In [1]:
import cv2
import json
import numpy as np
import os
import onnx
import PIL
import shutil
import tensorflow as tf
import warnings

from datetime import datetime
from mtcnn import MTCNN
from onnx_tf.backend import prepare
from PIL import Image
from retinaface import RetinaFace
from tqdm import tqdm

# Set the path to the VGGFace2 dataset
orig_dir = "E:\\ms1m_align_112"

# Set the path to the directory where you want to copy the selected images
new_dir = "E:/balanced_ms1m"

# # Set the path to the text file to save the selected file paths
# txt_path = "E:/ms1m_files.txt"

# Create a list to store the selected file paths
selected_files = []

# Create the new directory if it doesn't exist
if not os.path.exists(new_dir):
    os.makedirs(new_dir)

# Initialize the MTCNN face detector
# detector = MTCNN()

In [5]:
train_num_images = 20
test_num_images = 5
val_num_images = 5

for person_dir in tqdm(os.listdir(os.path.join(orig_dir, 'train'))):
    if not os.path.isdir(os.path.join(orig_dir, 'train', person_dir)):
        continue
    train_images = os.listdir(os.path.join(orig_dir, 'train', person_dir))
    test_images = os.listdir(os.path.join(orig_dir, 'test', person_dir))
    val_images = os.listdir(os.path.join(orig_dir, 'dev', person_dir))

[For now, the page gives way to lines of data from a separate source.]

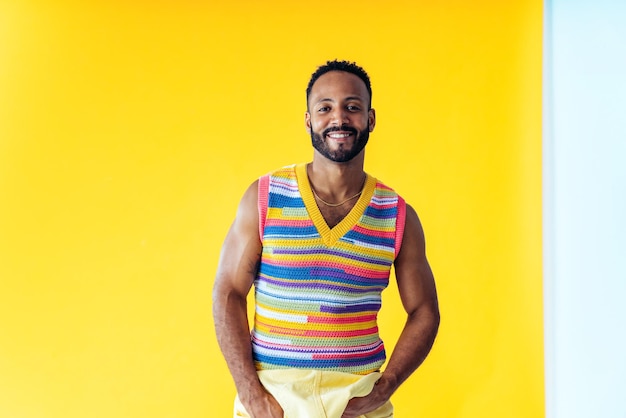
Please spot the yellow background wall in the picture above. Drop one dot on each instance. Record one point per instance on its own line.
(129, 130)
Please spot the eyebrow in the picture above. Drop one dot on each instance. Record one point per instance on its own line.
(349, 98)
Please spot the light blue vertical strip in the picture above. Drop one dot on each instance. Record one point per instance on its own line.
(585, 208)
(548, 213)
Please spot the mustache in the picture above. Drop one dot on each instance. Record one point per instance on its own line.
(344, 128)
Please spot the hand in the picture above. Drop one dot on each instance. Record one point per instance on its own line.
(265, 407)
(361, 406)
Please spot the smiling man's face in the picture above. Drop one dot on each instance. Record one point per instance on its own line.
(339, 118)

    if len(train_images) < 20 or len(test_images) < 5 or len(val_images) < 5:
        continue
    
    train_selected_images = np.random.choice(train_images, size=train_num_images, replace=False)
    test_selected_images = np.random.choice(test_images, size=test_num_images, replace=False)
    val_selected_images = np.random.choice(val_images, size=val_num_images, replace=False)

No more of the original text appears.